From slashed refugee admissions caps to severe restrictions on asylum applications, the Trump administration made it harder for people fleeing violence and persecution to obtain asylum in the United States. Ramped-up detention rates have kept thousands of migrants in overcrowded facilities, and harsh “zero-tolerance” measures — like the separation of families — were implemented to deter people from attempting to come to the U.S.
Among the administration’s most controversial measures was its “Remain in Mexico” policy, officially known as Migrant Protection Protocols (MPP). Under MPP, which the Supreme Court in March 2020 ruled could continue, asylum-seekers are forced to wait in Mexico while their cases proceed, forcing them to stay in dangerous locations, with limited access to attorneys and information about upcoming court dates. In our ongoing investigation of the implementation of this policy, we obtained records showing that while devising MPP the administration had scrapped a question asking migrants whether they feared being returned to Mexico, requiring them to affirmatively bring up such a fear on their own.

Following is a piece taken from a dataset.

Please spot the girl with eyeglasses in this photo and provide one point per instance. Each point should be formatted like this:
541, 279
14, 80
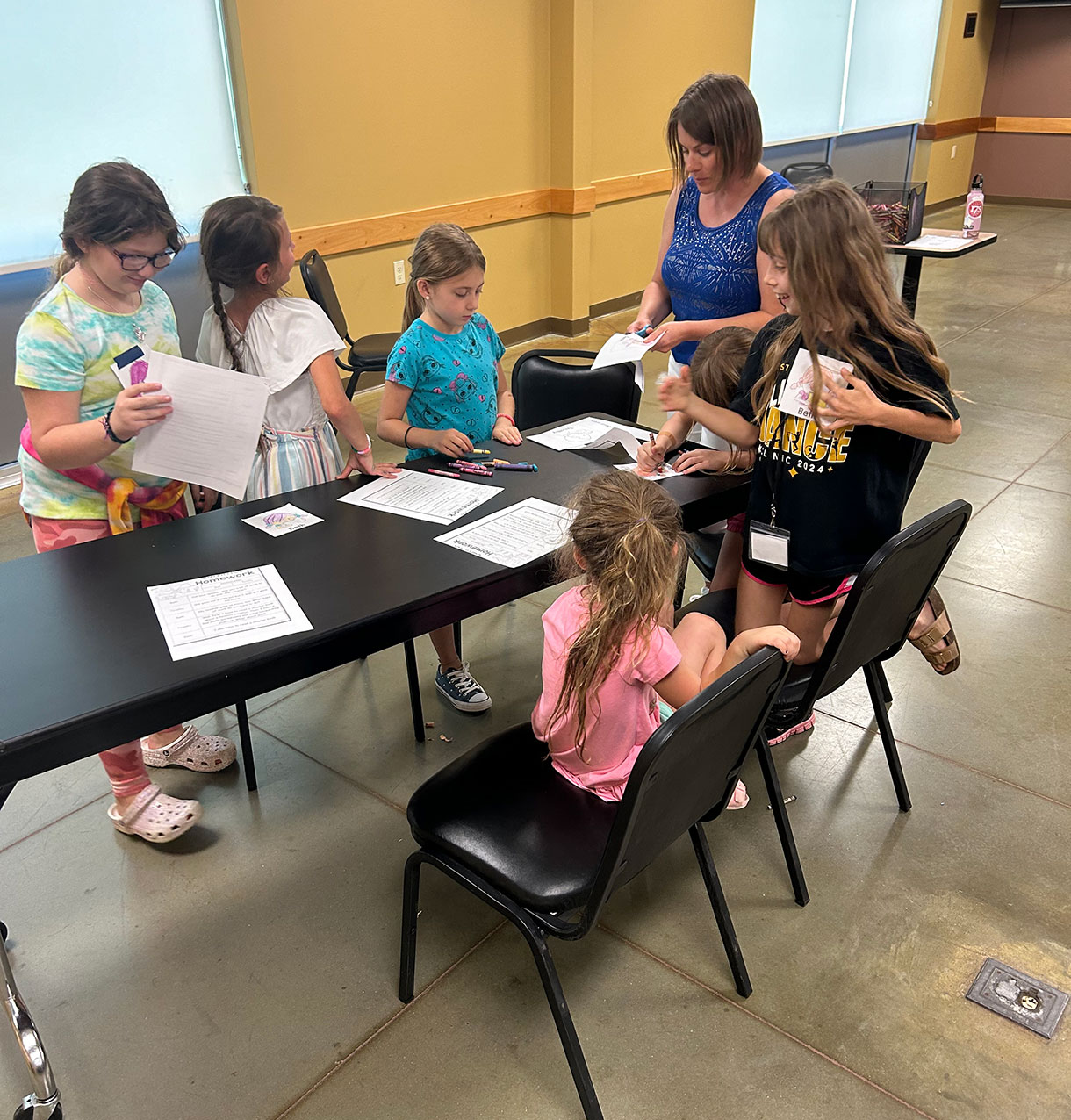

Additional policy changes included the Department of Homeland Security’s decision to give Border Patrol enforcement agents the authority to conduct credible fear interviews. Those interviews have traditionally been conducted by asylum officers within Citizenship and Immigration Services (USCIS) who have undergone more extensive training, and experts expressed concern that Border Patrol agents will not be qualified to handle sensitive interviews or make nuanced determinations that impact asylum proceedings.
Other restrictions were put in place limiting the number of asylum-seekers who can be processed at ports of entry each day, and requiring migrants applying for asylum to have first applied in another country, such as Mexico, that they passed through on their way to the U.S. And agreements signed with Guatemala, Honduras, and El Salvador resulted in asylum-seekers from the latter two countries being deported to Guatemala.
But even migrants who can make it to their court dates are facing obstacles from the U.S. justice system. In April 2019, then-Attorney General William Barr issued an order directing immigration judges to deny some migrants a chance to post bail, keeping them in jail while they waited to make their cases in court. Later that summer, Barr ruled that migrants fearing persecution because of threats against family members would no longer qualify for asylum, in a reversal of a decision by the Board of Immigration Appeals. Meanwhile, the resignations of a number of immigration judges over the Trump administration’s harsh policies exacerbated the backlog in the Executive Office for Immigration Review, and April 2020 brought the news that the administration appeared to be using the coronavirus pandemic to block thousands from applying for asylum.
American Oversight’s investigation of the Trump administration’s hardline anti-asylum measures resulted in the release of hundreds of pages of public records, including documents related to the Remain in Mexico policy and communications showing DHS officials referring to a report on asylum decisions as the “‘Hunger Games’ report.” Other emails between anti-immigration activists and DHS officials about family separation include concerns over lack of proper language assistance for asylum-seekers and over allegations of children with disabilities being separated from parents without proper care.
We are continuing to investigate the implementation of these policies, communications with anti-immigration groups, and the growing backlog of asylum cases to shed light on some of the administration’s harshest measures.
In March 2020, American Oversight sued the Department of Homeland Security for records related to the transfer of responsibility for conducting credible fear interviews from USCIS asylum officers to CBP enforcement agents. Records sought include training materials and official guidance, as well as statistics on determinations from those interviews.